Даже и скот в этот час под деревьями ищет прохлады,
Ящериц даже укрыл зеленых терновник колючий,
И Тестеллида уже для жнецов, усталых от зноя,
К полднику трет чабер и чеснок, душистые травы.
Вторя мне громко, пока я слежу за тобою прилежно,
Пеньем цикад кустарник звенит под солнцем палящим…
О, лишь бы ты захотел со мною в скудости сельской,
В хижинах низеньких жить, стрелять на охоте оленей.
Или же коз погонять хворостиной из мальвы зеленой…
Мальчик прекрасный, приди! Несут корзинами нимфы
Ворохи лилий тебе; для тебя белоснежной наядой
Сорваны желтый фиоль и высокие алые маки;
Соединен и нарцисс с душистым цветом аниса;
С благоуханной травой сплела она и лаванду;
Нежных фиалок цветы ноготки желтизной оживляют.
Бледных плодов для тебя нарву я с пуховым налетом,
Также каштанов, моей излюбленных Амариллидой.
Слив восковых прибавлю я к ним — и сливы уважу!
Лавр, тебя я сорву, вас, мирты, свяжу с ним теснее.
Благоуханья свои вы все воедино сольете!
Ты простоват, Коридон! К дарам равнодушен Алексис.
Если ж дарами борьбу затевать, — Иолл не уступит.
Горе! Что я натворил? В своем я безумии Австра
Сам напустил на цветы, кабанов в прозрачные воды…
Что, безрассудный, бежишь? И боги в лесах обитали,
Да и дарданец Парис. Пусть, крепости строя, Паллада
В них и живет, — а для нас всего на свете милее
Наши пусть будут леса. За волком гонится львица,
Волк — за козой, а коза похотливая тянется к дроку, —
А Коридон, о Алексис, к тебе!
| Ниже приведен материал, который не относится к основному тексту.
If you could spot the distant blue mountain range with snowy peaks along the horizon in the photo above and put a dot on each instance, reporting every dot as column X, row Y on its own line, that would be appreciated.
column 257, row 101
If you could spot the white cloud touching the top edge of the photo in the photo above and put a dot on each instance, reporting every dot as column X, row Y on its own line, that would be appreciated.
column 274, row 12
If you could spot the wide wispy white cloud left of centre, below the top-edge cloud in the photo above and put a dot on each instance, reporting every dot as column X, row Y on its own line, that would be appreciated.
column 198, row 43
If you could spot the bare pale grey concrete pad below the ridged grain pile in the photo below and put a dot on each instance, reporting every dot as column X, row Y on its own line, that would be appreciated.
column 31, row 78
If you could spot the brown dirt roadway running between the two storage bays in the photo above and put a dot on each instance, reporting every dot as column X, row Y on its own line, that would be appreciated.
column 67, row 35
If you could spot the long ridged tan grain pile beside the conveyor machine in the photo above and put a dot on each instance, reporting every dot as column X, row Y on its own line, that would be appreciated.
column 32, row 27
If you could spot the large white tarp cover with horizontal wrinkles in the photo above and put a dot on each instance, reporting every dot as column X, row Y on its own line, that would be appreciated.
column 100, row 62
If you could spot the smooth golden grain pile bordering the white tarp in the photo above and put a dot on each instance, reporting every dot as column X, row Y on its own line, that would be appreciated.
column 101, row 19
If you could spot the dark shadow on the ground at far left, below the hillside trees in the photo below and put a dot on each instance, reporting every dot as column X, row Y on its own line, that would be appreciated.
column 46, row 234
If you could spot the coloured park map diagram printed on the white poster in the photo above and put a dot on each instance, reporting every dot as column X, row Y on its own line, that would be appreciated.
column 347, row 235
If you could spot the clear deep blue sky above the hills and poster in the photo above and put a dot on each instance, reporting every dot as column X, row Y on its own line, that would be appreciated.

У всех свои страсти.
Видишь, волы на ярмах уж обратно плуги свои тащат,
Скоро уж солнце, клонясь, удвоит растущие тени.
Я же горю от любви. Любовь возможно ль измерить?
Ах, Коридон, Коридон! Каким ты безумьем охвачен!
Недообрезал листвы я у лоз виноградных на вязе…
Лучше б сидеть да плести что-нибудь полезное, к делу,
Гибкий камыш применив иль ивовых прутьев нарезав.
Этот Алексис отверг — другой найдется Алексис.» [171] Вергилий. Буколики, II, 1–4, 28–30, 45–73. Перевод С. Шервинского.